C’est alors que ça se passe. Deux bonshommes que je n’avais pas remarqués, trop occupé à me détroncher pour guetter la venue de Rafaello, viennent s’asseoir délibérément à ma table. L’un à mon côté, l’autre en face de moi.
Je les fusille d’un regard noir, déjà prêt à leur faire observer qu’il y a de la place libre ailleurs. Mais je pige immédiately à leurs bouilles, que c’est après bibi qu’ils en ont. Le premier est très gros, avec le visage plat et rond de Mao-Sait-Tout. C’est un beau bébé pour son âge, entièrement nourri au gaz d’éclairage. Il ne respire pas la santé : il l’exhale. Le second est mince et porte un grand chapeau de feutre qui le fait ressembler à un champignon d’une espèce plutôt vénéneuse.

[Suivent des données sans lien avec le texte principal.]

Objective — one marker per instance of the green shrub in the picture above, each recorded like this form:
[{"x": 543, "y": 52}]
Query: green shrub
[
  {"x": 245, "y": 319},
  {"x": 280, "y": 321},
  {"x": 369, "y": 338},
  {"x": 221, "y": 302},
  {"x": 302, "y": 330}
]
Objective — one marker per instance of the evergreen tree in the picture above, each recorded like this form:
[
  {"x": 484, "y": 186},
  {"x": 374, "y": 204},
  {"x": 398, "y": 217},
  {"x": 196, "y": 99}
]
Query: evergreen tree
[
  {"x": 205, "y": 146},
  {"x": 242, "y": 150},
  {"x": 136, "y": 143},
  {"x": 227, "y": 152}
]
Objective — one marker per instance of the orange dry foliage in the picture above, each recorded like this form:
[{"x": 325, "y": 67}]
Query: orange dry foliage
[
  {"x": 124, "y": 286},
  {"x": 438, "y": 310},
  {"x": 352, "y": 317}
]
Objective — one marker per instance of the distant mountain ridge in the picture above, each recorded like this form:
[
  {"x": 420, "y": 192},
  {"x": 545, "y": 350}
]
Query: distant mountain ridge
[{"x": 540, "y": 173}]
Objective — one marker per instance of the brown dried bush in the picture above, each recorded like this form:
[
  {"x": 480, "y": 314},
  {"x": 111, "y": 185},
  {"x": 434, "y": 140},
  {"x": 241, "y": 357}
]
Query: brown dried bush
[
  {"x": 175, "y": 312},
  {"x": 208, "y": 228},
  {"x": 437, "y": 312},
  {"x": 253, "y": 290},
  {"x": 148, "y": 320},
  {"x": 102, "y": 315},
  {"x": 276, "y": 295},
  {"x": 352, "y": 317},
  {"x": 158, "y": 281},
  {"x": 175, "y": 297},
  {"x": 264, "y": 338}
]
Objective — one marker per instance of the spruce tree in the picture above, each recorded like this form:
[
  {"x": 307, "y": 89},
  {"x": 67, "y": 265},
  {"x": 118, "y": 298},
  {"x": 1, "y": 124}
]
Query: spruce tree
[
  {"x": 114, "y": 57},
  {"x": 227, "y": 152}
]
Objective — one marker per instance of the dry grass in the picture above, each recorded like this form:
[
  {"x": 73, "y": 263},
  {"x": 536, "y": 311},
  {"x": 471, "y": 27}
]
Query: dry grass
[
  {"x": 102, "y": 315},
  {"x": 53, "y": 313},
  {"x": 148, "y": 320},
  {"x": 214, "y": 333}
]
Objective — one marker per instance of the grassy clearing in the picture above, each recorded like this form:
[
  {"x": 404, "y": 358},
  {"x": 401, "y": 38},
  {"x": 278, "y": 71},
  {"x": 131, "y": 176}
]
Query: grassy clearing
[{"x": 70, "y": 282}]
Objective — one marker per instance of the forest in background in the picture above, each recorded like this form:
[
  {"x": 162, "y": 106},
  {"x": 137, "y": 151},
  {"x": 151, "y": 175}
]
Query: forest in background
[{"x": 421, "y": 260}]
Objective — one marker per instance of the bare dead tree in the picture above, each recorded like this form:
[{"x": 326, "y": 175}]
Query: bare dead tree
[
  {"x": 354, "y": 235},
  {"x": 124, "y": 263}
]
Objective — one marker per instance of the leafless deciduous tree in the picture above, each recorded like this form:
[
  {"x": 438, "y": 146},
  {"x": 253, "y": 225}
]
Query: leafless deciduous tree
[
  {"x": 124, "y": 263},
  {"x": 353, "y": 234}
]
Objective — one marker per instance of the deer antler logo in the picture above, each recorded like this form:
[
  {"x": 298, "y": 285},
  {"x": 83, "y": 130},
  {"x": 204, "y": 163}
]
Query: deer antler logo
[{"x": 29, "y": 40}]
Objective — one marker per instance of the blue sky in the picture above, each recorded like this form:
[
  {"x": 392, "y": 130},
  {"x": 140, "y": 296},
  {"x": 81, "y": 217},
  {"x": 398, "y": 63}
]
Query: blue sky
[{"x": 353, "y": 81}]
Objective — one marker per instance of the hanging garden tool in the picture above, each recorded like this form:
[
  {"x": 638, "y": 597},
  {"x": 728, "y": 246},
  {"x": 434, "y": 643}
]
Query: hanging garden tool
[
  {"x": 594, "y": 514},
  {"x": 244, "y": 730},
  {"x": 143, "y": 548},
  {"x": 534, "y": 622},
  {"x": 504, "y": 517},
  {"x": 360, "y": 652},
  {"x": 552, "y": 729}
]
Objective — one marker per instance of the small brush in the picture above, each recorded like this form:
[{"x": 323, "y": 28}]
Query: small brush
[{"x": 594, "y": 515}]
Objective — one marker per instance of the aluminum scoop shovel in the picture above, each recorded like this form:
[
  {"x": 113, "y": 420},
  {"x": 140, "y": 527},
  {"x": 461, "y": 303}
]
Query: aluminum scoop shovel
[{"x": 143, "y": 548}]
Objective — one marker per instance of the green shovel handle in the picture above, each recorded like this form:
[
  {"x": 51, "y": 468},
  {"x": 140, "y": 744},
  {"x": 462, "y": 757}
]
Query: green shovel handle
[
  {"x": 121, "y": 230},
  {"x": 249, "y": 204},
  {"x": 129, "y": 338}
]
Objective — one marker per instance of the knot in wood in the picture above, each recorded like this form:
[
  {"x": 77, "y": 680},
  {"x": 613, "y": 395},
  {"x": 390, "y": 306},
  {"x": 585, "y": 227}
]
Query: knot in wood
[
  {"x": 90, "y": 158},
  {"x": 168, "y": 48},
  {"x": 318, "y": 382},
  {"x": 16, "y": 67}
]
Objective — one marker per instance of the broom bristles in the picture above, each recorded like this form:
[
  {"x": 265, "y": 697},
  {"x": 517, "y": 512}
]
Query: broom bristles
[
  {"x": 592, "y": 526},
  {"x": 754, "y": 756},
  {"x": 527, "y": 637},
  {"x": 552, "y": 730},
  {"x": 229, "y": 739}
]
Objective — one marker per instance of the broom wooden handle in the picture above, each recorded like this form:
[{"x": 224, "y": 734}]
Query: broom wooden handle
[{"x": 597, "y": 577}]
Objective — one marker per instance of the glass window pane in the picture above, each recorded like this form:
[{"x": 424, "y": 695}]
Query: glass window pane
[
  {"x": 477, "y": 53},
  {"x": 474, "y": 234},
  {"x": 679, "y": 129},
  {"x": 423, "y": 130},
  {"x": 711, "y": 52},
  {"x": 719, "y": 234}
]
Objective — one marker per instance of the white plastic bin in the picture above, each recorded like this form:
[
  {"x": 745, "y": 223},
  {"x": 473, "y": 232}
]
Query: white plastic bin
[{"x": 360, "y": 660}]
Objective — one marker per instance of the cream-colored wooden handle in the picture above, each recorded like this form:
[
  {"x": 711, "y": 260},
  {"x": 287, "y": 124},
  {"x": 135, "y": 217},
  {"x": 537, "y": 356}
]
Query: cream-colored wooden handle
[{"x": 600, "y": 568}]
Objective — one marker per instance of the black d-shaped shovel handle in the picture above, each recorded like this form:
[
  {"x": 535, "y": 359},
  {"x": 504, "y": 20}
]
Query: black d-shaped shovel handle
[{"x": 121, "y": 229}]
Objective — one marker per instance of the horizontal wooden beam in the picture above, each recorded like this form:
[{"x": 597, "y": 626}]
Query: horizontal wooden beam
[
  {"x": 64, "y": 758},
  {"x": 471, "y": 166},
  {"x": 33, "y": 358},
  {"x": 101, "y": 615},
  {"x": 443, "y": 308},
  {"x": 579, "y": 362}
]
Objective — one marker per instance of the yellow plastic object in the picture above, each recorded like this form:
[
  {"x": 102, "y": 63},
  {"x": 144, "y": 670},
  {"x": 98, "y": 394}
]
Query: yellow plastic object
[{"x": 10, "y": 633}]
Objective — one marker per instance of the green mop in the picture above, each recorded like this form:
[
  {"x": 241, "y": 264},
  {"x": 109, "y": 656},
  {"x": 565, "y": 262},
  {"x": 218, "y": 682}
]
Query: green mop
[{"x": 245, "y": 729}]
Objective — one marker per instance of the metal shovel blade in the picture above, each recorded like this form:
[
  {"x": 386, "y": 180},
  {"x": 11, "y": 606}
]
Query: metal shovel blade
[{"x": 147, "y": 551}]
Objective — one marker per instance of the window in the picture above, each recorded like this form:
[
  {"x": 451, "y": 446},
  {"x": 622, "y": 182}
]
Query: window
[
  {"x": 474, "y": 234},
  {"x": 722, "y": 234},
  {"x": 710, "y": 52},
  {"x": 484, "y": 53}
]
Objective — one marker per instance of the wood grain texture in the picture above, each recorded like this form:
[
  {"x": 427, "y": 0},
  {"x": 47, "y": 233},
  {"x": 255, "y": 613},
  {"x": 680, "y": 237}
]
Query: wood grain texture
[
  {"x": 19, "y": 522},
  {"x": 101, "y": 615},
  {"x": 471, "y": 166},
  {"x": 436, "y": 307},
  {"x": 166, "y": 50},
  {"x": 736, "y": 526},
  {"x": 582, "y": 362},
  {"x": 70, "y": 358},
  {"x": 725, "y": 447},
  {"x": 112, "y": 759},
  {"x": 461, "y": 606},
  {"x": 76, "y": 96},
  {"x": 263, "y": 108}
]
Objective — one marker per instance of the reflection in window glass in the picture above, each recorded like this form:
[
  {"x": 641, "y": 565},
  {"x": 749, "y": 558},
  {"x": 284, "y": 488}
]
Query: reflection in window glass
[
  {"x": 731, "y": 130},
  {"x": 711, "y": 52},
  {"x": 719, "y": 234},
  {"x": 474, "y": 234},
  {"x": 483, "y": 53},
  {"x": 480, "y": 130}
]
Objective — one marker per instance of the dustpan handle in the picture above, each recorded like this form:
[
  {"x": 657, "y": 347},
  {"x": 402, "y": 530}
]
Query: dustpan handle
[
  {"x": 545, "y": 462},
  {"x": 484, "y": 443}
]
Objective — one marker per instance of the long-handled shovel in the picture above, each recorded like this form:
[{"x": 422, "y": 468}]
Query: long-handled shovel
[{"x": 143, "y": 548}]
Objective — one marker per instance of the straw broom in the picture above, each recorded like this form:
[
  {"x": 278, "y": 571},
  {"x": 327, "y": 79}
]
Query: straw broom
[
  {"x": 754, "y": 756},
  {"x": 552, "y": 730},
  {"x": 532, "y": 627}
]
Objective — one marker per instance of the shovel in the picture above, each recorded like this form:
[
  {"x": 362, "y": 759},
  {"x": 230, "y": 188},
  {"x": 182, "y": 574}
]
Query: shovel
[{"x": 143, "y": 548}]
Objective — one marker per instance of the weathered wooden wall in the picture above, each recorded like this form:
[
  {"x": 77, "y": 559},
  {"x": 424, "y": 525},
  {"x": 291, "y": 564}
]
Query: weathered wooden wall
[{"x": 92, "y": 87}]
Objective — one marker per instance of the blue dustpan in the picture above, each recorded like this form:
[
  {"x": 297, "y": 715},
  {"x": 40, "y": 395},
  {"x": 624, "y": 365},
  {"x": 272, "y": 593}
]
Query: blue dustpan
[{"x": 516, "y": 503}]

Ce dernier sort une carte de sa poche et me la montre.
« Polizia ».
Vu, pigé. Le sac d’embrouilles. Qualebellacoda a prévenu les matuches. Va falloir que je me blanchisse la frimousse. Fichu contretemps !
— Vous allez nous suivre gentiment, me murmure le gros au visage lombaire. Il est peut-être inutile de vous passer les menottes, hé ? Un curé, ça ferait mauvais effet. Ici les gens ont encore un certain culte pour tout ce qui est religieux.
— Je crois qu’il y a maldonne, messieurs, soupiré-je, on voyage pour la même casa.
À mon tour j’exhibe ma carte. Échange de bons procédés. Ces messieurs l’examinent pour voir comment elle est faite. Ils la déchiffrent à mi-voix, alternativement puis le Champignon la repousse du bout des doigts dans ma direction, sans marquer de considération confraternelle excessive.
— Allons nous expliquer ailleurs, décide-t-il. Vous avez payé votre consommation, signor ?
Un canot automobile battant pavillon italien nous attend sur le canal d’à côté. Un gars en manches de chemise, cravaté de noir, lit un journal illustré à l’arrière de l’embarcation. En nous apercevant, il plie posément son imprimé et met le moteur en marche. La pétarade du 35 CV Johnson nous évite de parler. D’ailleurs, contrairement à la tradition exigeant que les Italiens soient volubiles, ceux qui m’escortent ne mouftent pas.
Je me fais un peu honte, dans ma tenue de cureton. J’ai l’air d’un flic d’opérette. Ou alors c’est Tintin que je leur interprète, aux zhomologues ritals. Tintin sur le sentier de la guerre ! Avec Mme la marquise dans le rôle du capitaine Haddock. J’aime pas que ça tourne court. Juste au moment où je croyais qu’on repartait vers des horizons neufs ! Tu parles… La vraie pétaudière.